第10話
馬車が近づくと気がついた数人がこちらに近づいてくる。
進路を遮るように男が数人街道に出てきた。
馬車がとまると男たちに囲まれる。
「何かありましたか?」
商人が顔に笑顔を貼り付けて進路を塞ぐ男たちに話しかけた。
「あんたら無事だったのか!?」
「ゴブリンに会わなかったか?」
「うちの子を見なかったか? はぐれてしまって、背は胸くらいで髪は耳にかかるくらい、瞳はグリーンなんだ。頼むなんでもいい、知ってることがあったら話してくれ」
いっぺんに話しかけられ、商人の顔はこわばる。
そのなかでも一際必死の様相の男にノエルが話しかける。
「皆様、少し落ち着いてください。私はノエル。剣士をしております。街道で出会ったゴブリンは私とこちらのベルント様が打ち果たしました」
そのどよめきは次第に広がっていく。
「ほ、本当にゴブリンを退治したのか!?」
「全部かはわからんが、かなりの数を蹴散らしてたよ。この目で見た」
商人の言葉に男たちから安堵が漏れる。
「一緒に子供を見なかったか? 息子なんだ! 不意打ちを食らって、手を離してしまって……」
「落ち着いてください。馬車に」
男が馬車の荷台を覗く。
寝息を立てる子供を見て泣き崩れた。
「よかった、本当に、よかった…… 一人息子で、こいつをなくしたら、俺は、俺は……」
その後、街の入り口では難民たちによる酒盛りが始まり、夜遅くまで騒ぎが続いた。
もちろん、騒ぎの中心にはノエルたちの姿もあった。
☆☆☆
「うぅ、飲みすぎました」
「はっはっはっ、だらしないぞ。少し鈍ってるんじゃないか?」
「そうかもしれません」
「はっはっはっ」
朝から暑苦しいヤツだ。
しかし、今日の俺は違う。
「二人ともおはよう」
「おはようございます、マスター」
「おはよう、マスター」
日が昇る時間。
まだ周りは、昨夜の騒ぎのせいで寝ている。
早起きだなって? ふふ、ソシャゲは大抵翌日の更新時間が朝四時とか五時に設定されてる。
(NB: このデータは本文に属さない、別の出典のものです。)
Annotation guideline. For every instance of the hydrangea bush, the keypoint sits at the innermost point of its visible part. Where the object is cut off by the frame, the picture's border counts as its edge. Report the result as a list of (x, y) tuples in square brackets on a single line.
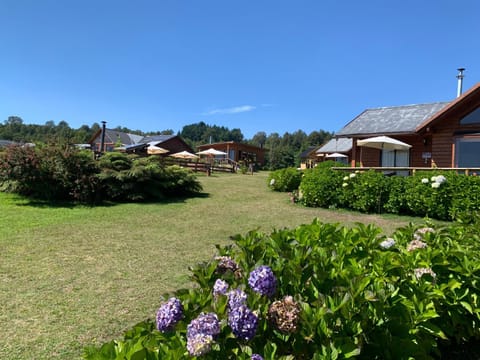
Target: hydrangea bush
[(443, 196), (320, 291), (285, 180)]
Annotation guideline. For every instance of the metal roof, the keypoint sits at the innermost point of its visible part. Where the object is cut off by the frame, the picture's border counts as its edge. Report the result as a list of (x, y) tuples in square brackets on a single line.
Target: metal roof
[(391, 120), (156, 138), (341, 145), (112, 136)]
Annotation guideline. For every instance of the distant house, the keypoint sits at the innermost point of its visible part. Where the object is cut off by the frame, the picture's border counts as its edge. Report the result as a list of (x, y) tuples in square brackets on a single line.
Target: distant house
[(132, 143), (239, 151), (308, 158), (342, 146), (442, 134), (113, 139)]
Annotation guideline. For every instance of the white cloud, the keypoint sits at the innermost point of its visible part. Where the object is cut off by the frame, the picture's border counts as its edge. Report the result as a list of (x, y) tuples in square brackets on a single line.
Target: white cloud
[(232, 110)]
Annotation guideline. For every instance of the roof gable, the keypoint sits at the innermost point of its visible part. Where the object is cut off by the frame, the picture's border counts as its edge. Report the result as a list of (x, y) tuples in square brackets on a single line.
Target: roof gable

朝ログボをもらう生活を続けていたら、この時間に自然に起きるようになったのだ。
「うふふ、ふふふ…… さあ、ガチャの時間だ」
そう、石が貯まったのだ。
昨日のゴブリン戦と今日のログボを合わせると、ガチャ1回分になる。
十連分まで貯めないのかって? 知らんな。
俺はこの時のために生きてるんだ。
黒い板の表面を触ると、光が灯る。
今週のピックアップがバナーに表示される。
よかったまだ魔法職がピックアップされている。
狙うはミルワ。
まあ、魔法職の高レアならなんでもいい。
頼む。
出てくれ。
「いくぞ!」
渾身の一回。
目の前に光が集まる。
色が変わる。
青から金に。
そして金から虹色に輝く。
「きた、きたぞ!」
光が収束する。
「ヤッホー、ノーラだよー、よろしくねマスター」
目の前に現れたのは、胸元を強調したポーズの美少女。
こいつは確か…… クレリックだったか。
回復役だな。
レアリティは…… SSR。
エス、エス、アール!?
「完全勝利」
俺はついに、このクソガチャに勝利した。
名前:ノーラ
職業:クレリック(水鉄砲)
属性:水
レアリティ★★★★★(SSR)
今週のピックアップキャラ。
ワンピースのようなパーカーは前が大きく開いていてへそまで見える。
中はビキニの水着らしい。
お気に入りに設定するとホーム画面で乳揺れが見られる。
純粋な回復職ではなくバッファーに相当する。
そのため高レアの回復職としては評価が低い。